111. Laissons le conseil que le roi n’accueille pas. Ses barons lui retracent le grand orgueil [qu’il a montré] quand il prit de Roussillon le donjon élevé. De la colère qu’éprouve le roi, ses yeux se ferment : « Seigneurs, or, écoutez ce que je veux dire : de la perte que j’ai subie j’éprouve une vive douleur. Voyez-vous par ces prés cette forêt de lances, ces hauberts, ces lances ? Avec tout cela, je ferai à Girart deuil et tourment. Ne croyez pas que je lui laisse sa terre ! Je ne laisserai subsister ville sur sol ni arbre fruitier que je ne déracine, de sorte que branches et feuilles s’en dessècheront. » Et Thierri répondit : « Roi, Dieu t’affole ! »

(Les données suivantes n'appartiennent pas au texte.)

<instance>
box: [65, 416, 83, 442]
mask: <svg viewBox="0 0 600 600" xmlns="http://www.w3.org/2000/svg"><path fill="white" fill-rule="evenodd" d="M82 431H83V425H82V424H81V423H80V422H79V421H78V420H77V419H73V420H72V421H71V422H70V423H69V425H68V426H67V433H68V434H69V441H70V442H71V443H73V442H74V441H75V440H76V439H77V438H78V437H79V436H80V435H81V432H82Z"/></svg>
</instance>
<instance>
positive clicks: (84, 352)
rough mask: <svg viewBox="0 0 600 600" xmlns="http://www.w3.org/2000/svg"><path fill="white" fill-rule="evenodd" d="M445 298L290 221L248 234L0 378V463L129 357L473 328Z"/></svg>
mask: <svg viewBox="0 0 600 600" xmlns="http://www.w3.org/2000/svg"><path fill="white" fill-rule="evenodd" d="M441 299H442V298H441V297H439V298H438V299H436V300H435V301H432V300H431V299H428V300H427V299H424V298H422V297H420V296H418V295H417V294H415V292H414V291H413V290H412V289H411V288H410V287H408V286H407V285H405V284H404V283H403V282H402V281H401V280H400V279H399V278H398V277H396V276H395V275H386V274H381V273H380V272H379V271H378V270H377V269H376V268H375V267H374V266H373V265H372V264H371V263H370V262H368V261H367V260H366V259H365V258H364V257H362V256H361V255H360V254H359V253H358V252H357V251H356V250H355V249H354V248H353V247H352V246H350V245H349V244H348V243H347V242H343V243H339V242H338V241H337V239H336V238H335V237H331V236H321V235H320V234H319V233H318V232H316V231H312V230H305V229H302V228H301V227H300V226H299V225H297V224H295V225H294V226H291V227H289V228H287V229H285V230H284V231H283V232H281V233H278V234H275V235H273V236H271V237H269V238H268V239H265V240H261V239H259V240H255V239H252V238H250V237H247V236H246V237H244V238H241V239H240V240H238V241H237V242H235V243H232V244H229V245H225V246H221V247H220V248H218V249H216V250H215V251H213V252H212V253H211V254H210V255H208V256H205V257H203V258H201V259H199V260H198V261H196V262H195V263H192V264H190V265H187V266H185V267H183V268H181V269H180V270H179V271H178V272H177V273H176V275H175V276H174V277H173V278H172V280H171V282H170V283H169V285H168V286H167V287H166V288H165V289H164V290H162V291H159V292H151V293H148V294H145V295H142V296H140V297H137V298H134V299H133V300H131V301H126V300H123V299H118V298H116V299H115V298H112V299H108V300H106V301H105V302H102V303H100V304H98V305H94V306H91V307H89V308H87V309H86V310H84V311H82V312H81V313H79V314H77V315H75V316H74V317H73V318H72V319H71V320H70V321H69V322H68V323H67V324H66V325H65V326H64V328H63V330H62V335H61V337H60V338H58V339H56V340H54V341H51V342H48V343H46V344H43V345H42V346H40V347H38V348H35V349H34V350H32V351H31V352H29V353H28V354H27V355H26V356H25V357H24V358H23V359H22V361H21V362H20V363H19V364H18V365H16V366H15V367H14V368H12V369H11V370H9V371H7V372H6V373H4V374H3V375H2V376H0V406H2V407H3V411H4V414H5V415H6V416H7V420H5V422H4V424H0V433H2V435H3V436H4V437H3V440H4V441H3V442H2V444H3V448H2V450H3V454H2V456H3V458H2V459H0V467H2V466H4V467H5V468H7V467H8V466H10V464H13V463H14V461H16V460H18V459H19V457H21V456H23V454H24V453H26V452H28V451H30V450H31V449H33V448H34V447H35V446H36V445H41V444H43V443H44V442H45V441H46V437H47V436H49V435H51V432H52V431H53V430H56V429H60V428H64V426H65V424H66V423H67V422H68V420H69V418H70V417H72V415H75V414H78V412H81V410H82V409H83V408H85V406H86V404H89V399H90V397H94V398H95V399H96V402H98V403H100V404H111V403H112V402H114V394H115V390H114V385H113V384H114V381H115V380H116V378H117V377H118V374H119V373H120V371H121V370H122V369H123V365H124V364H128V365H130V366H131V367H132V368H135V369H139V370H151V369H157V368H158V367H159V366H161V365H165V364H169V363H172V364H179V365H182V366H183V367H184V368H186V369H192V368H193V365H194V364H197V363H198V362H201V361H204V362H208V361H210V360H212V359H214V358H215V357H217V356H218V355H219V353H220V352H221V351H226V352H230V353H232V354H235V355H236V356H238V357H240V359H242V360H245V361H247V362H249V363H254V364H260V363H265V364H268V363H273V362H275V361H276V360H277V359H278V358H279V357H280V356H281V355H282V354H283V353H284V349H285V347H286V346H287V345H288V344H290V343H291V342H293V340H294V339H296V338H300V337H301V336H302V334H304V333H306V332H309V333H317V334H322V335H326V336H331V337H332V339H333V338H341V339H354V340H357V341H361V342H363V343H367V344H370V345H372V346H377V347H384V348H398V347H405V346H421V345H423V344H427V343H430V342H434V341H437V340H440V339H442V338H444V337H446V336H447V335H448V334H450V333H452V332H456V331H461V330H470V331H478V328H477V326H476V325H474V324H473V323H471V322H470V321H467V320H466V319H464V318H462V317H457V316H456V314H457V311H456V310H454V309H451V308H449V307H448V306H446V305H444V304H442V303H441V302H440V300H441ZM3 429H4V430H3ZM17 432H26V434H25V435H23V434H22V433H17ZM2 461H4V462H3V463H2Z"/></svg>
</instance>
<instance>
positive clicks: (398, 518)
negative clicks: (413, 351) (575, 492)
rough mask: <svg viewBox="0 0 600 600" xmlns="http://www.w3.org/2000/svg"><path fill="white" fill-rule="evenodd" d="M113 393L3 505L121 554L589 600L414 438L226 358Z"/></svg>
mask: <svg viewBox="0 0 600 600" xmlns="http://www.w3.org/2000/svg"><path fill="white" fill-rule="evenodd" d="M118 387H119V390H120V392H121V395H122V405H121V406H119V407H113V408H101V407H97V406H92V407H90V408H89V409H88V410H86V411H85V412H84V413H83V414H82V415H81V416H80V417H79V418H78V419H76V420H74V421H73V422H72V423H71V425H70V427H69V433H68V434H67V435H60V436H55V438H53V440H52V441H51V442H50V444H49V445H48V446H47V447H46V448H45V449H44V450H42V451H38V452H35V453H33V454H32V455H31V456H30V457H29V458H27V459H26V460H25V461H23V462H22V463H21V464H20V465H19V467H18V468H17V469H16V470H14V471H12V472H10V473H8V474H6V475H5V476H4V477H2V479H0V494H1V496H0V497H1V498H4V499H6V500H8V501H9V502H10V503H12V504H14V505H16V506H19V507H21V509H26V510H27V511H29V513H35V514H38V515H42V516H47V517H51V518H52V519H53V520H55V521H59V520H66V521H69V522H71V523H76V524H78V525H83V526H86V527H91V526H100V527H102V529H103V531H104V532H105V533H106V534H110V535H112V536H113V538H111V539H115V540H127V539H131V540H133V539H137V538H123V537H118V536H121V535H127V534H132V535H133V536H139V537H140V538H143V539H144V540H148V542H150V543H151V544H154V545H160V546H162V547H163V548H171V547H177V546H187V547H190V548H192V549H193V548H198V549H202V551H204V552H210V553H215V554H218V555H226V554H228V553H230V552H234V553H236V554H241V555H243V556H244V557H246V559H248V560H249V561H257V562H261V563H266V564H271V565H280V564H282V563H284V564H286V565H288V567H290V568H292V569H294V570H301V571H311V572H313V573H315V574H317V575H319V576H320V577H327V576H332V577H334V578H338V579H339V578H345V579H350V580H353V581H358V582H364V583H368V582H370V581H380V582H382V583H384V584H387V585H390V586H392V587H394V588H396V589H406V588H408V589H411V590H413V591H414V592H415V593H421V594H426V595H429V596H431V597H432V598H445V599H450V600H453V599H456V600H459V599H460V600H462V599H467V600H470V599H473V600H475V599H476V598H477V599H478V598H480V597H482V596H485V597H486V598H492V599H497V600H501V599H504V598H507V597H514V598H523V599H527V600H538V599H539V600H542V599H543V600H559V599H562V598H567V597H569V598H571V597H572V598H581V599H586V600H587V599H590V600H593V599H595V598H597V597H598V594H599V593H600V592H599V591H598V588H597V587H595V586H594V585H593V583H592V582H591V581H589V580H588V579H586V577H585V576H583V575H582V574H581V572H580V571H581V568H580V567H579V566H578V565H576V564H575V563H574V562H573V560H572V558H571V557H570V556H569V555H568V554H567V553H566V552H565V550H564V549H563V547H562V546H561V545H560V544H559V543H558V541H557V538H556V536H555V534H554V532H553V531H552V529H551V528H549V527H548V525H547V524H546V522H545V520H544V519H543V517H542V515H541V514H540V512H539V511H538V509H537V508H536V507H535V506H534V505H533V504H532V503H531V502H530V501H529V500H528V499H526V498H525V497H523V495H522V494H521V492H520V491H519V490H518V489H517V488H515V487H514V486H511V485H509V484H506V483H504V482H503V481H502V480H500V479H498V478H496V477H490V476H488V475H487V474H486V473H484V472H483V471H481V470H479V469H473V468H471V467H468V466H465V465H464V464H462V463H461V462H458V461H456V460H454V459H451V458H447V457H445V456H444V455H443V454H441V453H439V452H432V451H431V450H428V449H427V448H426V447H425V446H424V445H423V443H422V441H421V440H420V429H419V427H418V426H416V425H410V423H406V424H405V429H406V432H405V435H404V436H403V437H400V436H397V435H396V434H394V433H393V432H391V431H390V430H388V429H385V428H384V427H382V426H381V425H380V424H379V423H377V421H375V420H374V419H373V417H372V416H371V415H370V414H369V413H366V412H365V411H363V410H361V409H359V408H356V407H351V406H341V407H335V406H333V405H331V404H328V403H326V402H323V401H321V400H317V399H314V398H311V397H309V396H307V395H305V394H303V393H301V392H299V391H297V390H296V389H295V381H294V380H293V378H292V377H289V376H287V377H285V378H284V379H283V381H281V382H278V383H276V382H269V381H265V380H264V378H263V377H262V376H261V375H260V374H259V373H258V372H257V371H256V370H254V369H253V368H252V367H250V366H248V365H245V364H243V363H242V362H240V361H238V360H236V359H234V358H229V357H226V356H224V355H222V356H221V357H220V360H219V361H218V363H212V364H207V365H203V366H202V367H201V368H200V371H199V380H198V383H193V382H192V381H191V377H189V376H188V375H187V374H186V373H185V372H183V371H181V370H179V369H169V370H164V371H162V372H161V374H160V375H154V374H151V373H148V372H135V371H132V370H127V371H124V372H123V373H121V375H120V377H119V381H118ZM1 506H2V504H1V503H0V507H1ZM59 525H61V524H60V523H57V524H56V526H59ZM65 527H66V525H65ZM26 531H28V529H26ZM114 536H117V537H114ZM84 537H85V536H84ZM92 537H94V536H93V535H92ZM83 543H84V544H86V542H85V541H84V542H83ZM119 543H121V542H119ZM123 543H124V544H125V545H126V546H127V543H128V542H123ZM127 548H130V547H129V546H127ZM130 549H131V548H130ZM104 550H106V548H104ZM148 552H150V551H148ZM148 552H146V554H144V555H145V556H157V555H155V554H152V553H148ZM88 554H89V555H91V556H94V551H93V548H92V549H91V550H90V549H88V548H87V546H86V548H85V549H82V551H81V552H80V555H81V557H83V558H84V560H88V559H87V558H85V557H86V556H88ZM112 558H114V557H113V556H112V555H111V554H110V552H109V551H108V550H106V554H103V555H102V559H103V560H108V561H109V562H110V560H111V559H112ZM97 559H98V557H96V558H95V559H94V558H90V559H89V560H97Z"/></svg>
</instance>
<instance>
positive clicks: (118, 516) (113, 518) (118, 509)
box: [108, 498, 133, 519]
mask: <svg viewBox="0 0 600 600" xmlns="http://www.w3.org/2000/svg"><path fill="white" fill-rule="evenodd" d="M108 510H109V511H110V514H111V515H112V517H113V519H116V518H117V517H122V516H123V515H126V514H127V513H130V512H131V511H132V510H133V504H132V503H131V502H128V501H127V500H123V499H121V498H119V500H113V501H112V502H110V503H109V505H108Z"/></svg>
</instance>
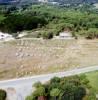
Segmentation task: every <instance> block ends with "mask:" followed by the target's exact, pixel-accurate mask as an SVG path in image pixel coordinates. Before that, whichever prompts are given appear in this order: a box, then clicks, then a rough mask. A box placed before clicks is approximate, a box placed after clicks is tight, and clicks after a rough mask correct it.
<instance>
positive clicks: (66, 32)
mask: <svg viewBox="0 0 98 100" xmlns="http://www.w3.org/2000/svg"><path fill="white" fill-rule="evenodd" d="M59 36H65V37H69V36H70V37H71V36H72V35H71V33H70V32H61V33H60V34H59Z"/></svg>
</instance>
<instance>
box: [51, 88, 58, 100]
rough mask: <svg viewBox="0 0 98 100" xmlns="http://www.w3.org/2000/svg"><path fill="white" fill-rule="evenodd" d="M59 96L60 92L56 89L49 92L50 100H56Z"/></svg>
mask: <svg viewBox="0 0 98 100" xmlns="http://www.w3.org/2000/svg"><path fill="white" fill-rule="evenodd" d="M59 94H60V90H59V89H58V88H54V89H52V90H51V91H50V96H51V97H52V100H57V97H58V96H59Z"/></svg>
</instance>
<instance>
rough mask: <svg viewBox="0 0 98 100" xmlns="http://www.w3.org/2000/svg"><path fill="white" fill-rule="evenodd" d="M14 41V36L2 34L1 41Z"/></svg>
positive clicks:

112. Ce dit le duc Thierri : « Mal nous est pris quand Charles, par ruse, nous demande conseil. Malheur à qui le conseillera de tout ce mois ! Ce n’est pas droit que je veuille du bien à Girart : son père [Drogon] et son oncle, le comte Odilon, m’enlevèrent jadis ma terre et mon pays ; sept ans, j’ai été proscrit, vivant dans les bois épais, travaillant de mes mains pour vivre, quand le

  1. Je traduis d’après Oxf. : Que vos ja me metez en escabau, vers où, si je comprends bien, se trouve la même figure que dans ce verset : Donec ponam inimicos tuos scabellum pedum tuorum (Act. ii, 35) ; la leçon de P. (v. 1188) est moins nette : Que ja vos mi metatz ab lui cabau ; ce qui semble vouloir dire : « Que vous me mettiez chef (cabau captal) avec lui », c’est-à-dire « de pair avec lui », ou encore, en rapportant cabau à lui, « avec lui pour chef », c’est-à-dire au-dessous de lui.